Mar. 19, 2024
Computer science educators will soon gain valuable insights from computational epidemiology courses, like one offered at Georgia Tech.
B. Aditya Prakash is part of a research group that will host a workshop on how topics from computational epidemiology can enhance computer science classes.
These lessons would produce computer science graduates with improved skills in data science, modeling, simulation, artificial intelligence (AI), and machine learning (ML).
Because epidemics transcend the sphere of public health, these topics would groom computer scientists versed in issues from social, financial, and political domains.
The group’s virtual workshop takes place on March 20 at the technical symposium for the Special Interest Group on Computer Science Education (SIGCSE). SIGCSE is one of 38 special interest groups of the Association for Computing Machinery (ACM). ACM is the world’s largest scientific and educational computing society.
“We decided to do a tutorial at SIGCSE because we believe that computational epidemiology concepts would be very useful in general computer science courses,” said Prakash, an associate professor in the School of Computational Science and Engineering (CSE).

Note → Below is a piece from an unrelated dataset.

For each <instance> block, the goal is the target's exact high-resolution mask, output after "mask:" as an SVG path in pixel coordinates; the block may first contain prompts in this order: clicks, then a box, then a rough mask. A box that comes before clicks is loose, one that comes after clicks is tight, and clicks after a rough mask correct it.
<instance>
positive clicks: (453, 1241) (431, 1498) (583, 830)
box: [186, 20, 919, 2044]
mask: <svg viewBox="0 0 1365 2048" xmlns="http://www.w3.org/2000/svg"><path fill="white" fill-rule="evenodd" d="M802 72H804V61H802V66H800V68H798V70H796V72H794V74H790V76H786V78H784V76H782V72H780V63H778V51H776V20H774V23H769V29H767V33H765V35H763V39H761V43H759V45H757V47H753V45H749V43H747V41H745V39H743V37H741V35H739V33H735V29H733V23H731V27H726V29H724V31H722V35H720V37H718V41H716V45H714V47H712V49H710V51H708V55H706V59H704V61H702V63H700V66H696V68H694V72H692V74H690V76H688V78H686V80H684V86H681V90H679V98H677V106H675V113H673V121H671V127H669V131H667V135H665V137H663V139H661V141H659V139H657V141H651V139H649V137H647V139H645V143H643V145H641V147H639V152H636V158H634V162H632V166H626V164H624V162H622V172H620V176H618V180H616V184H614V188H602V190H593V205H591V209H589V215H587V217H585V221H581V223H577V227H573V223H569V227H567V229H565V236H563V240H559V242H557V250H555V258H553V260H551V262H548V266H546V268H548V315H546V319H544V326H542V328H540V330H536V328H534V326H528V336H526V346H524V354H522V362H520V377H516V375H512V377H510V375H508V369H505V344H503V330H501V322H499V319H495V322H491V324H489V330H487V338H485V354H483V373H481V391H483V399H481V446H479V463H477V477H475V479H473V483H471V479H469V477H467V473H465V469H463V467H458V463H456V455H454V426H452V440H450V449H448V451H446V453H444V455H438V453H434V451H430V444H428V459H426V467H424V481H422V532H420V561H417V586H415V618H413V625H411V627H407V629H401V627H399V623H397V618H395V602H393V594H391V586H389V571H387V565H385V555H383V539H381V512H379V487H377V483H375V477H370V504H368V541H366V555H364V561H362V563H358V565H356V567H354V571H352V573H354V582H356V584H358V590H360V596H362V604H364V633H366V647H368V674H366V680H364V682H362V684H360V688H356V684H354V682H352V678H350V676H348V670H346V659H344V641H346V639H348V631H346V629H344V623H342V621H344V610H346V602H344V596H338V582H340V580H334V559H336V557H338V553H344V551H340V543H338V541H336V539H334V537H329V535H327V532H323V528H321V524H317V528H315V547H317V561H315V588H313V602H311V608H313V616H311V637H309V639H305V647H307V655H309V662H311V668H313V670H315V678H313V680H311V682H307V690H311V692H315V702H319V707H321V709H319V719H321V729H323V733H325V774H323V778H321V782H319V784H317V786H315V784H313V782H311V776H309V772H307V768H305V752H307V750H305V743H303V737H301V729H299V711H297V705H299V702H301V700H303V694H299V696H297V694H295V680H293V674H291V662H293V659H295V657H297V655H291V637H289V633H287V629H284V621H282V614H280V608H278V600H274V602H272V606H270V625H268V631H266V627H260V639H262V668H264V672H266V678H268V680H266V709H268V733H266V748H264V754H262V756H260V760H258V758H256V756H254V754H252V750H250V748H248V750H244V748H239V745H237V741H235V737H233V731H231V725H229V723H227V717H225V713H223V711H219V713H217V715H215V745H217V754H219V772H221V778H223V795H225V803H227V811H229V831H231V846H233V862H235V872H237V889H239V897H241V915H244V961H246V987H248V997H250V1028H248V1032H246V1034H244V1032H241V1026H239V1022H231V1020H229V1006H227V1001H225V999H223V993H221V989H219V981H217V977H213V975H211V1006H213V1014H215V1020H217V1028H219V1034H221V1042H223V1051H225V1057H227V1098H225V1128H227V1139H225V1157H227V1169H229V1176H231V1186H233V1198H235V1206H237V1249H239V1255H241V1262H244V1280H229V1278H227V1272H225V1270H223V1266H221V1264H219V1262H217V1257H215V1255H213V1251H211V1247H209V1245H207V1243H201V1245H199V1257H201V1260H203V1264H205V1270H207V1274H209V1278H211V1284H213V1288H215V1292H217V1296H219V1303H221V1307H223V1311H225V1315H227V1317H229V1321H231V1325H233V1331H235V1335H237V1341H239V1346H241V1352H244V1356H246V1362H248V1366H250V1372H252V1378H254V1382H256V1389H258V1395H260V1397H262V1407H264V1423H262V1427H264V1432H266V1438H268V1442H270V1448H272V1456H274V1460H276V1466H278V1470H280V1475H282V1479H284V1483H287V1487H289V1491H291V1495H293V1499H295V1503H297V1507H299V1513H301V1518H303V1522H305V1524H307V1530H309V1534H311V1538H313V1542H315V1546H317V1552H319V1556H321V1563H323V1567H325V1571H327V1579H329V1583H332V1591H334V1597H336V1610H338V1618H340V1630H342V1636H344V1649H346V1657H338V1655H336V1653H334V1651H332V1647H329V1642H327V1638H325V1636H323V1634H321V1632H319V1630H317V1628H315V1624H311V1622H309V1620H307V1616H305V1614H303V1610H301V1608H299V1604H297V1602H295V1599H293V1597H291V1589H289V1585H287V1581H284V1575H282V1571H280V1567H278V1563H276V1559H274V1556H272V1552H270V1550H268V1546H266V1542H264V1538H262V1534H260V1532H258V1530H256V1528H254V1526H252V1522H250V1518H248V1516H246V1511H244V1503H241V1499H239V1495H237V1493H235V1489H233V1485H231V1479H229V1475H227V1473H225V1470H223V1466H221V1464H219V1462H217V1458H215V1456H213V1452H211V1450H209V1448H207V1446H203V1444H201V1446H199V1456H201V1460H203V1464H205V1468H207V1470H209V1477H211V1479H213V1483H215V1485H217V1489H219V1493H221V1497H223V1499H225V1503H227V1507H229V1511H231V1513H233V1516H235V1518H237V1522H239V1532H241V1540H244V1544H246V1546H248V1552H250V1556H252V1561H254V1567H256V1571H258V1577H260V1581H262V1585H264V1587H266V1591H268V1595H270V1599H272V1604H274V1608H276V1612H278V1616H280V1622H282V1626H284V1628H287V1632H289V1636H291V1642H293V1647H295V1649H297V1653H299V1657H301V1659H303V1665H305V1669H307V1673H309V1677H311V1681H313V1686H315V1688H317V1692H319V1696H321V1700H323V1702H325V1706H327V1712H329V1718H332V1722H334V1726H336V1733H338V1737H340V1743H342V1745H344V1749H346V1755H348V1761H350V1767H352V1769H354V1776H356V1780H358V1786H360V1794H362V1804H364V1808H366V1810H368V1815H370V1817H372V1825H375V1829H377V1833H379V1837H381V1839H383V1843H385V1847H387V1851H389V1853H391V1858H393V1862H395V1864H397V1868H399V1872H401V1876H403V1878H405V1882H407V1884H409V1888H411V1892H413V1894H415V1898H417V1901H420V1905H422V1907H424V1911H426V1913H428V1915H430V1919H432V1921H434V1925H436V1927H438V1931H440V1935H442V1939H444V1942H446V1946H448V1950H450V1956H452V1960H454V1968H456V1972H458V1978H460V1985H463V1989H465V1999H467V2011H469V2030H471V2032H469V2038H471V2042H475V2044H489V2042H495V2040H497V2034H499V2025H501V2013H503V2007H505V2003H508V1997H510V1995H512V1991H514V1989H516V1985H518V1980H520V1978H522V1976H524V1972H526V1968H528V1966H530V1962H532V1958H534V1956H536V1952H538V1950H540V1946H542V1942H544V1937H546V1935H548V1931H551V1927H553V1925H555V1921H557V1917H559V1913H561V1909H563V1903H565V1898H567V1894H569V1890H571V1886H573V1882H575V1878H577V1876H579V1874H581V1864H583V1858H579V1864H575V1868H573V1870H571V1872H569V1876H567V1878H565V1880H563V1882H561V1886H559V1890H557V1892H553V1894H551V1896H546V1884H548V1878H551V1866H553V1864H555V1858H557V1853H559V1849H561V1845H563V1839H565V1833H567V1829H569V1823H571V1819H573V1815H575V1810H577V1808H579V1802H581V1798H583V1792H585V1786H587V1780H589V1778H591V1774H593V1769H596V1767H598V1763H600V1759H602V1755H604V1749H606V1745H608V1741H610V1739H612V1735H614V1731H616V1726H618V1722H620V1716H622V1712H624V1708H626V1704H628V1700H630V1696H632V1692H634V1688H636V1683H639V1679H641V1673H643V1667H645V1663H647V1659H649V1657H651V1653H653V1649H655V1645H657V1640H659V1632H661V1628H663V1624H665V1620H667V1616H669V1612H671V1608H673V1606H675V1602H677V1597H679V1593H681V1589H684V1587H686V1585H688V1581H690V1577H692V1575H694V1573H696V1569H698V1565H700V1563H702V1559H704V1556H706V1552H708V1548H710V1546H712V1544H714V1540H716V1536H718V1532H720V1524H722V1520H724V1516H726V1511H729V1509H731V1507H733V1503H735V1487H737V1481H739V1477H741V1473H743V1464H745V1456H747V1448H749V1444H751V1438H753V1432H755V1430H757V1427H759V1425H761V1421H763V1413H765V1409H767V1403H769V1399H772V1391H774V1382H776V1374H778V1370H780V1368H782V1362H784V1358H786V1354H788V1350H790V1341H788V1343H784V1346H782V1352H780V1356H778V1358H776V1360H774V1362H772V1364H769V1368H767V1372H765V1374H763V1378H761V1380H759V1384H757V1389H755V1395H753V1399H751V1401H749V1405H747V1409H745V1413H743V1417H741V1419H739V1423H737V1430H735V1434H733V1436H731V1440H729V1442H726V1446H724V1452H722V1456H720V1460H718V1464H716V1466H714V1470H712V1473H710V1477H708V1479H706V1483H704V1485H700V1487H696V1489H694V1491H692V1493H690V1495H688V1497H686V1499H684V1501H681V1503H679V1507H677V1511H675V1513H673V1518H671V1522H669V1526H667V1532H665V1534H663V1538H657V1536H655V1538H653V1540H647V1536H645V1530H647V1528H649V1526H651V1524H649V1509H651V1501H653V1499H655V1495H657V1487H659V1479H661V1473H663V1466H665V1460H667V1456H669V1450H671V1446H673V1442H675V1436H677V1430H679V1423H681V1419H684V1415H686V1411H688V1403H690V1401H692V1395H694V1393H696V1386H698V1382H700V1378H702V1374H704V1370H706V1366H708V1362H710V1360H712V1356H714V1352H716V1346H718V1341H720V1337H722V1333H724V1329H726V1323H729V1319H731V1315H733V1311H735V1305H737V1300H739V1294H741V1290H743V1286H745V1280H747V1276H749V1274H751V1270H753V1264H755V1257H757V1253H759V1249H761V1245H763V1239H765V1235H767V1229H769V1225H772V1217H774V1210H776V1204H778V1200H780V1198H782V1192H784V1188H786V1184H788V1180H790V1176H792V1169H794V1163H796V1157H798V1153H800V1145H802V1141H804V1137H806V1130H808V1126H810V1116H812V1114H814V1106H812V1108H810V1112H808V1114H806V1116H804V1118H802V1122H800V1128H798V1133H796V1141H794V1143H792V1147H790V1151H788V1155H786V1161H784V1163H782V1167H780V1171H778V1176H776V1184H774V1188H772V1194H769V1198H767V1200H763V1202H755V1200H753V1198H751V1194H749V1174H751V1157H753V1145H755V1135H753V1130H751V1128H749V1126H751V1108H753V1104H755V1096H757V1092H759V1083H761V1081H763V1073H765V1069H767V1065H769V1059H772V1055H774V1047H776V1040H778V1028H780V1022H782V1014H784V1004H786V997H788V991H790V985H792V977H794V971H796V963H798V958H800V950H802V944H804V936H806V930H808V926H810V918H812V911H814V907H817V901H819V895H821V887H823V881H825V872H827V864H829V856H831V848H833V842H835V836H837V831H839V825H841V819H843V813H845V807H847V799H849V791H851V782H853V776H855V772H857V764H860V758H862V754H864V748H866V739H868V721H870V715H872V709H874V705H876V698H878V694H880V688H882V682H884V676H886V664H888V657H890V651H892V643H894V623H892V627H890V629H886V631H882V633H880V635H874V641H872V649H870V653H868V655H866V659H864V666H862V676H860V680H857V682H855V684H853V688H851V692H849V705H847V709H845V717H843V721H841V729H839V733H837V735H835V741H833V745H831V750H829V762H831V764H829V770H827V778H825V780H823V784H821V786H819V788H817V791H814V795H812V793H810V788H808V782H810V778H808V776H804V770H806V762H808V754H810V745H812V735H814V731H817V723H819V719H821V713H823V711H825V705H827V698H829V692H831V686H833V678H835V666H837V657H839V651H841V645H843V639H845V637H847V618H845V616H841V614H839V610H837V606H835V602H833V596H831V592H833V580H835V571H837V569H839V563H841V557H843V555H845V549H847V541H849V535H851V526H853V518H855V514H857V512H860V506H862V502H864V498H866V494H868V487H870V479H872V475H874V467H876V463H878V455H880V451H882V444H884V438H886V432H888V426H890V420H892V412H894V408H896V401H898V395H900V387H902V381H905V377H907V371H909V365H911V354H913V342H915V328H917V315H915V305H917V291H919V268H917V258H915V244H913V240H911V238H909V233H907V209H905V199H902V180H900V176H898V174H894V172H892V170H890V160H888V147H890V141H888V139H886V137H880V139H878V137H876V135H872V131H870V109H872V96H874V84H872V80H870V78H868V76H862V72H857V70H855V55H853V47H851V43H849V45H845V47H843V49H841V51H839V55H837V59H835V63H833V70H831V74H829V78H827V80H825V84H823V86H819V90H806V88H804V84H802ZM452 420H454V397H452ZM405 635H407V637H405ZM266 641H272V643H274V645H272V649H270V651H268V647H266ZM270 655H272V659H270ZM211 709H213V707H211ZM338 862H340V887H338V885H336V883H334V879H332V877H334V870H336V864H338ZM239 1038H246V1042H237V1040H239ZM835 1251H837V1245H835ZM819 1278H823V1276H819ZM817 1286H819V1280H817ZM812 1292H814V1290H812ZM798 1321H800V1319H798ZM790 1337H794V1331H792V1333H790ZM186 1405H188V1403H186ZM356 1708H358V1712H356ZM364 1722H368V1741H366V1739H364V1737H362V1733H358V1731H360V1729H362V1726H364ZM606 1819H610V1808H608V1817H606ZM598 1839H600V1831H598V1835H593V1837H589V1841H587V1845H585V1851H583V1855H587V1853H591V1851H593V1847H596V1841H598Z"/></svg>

“We want to give an introduction to concepts, like what computational epidemiology is, and how topics, such as algorithms and simulations, can be integrated into computer science courses.”
Prakash kicks off the workshop with an overview of computational epidemiology. He will use examples from his CSE 8803: Data Science for Epidemiology course to introduce basic concepts.
This overview includes a survey of models used to describe behavior of diseases. Models serve as foundations that run simulations, ultimately testing hypotheses and making predictions regarding disease spread and impact.
Prakash will explain the different kinds of models used in epidemiology, such as traditional mechanistic models and more recent ML and AI based models.
Prakash’s discussion includes modeling used in recent epidemics like Covid-19, Zika, H1N1 bird flu, and Ebola. He will also cover examples from the 19th and 20th centuries to illustrate how epidemiology has advanced using data science and computation.
“I strongly believe that data and computation have a very important role to play in the future of epidemiology and public health is computational,” Prakash said.
“My course and these workshops give that viewpoint, and provide a broad framework of data science and computational thinking that can be useful.”
While humankind has studied disease transmission for millennia, computational epidemiology is a new approach to understanding how diseases can spread throughout communities.
The Covid-19 pandemic helped bring computational epidemiology to the forefront of public awareness. This exposure has led to greater demand for further application from computer science education.
Prakash joins Baltazar Espinoza and Natarajan Meghanathan in the workshop presentation. Espinoza is a research assistant professor at the University of Virginia. Meghanathan is a professor at Jackson State University.
The group is connected through Global Pervasive Computational Epidemiology (GPCE). GPCE is a partnership of 13 institutions aimed at advancing computational foundations, engineering principles, and technologies of computational epidemiology.
The National Science Foundation (NSF) supports GPCE through the Expeditions in Computing program. Prakash himself is principal investigator of other NSF-funded grants in which material from these projects appear in his workshop presentation.
[Related: Researchers to Lead Paradigm Shift in Pandemic Prevention with NSF Grant]
Outreach and broadening participation in computing are tenets of Prakash and GPCE because of how widely epidemics can reach. The SIGCSE workshop is one way that the group employs educational programs to train the next generation of scientists around the globe.
“Algorithms, machine learning, and other topics are fundamental graduate and undergraduate computer science courses nowadays,” Prakash said.
“Using examples like projects, homework questions, and data sets, we want to show that the topics and ideas from computational epidemiology help students see a future where they apply their computer science education to pressing, real world challenges.”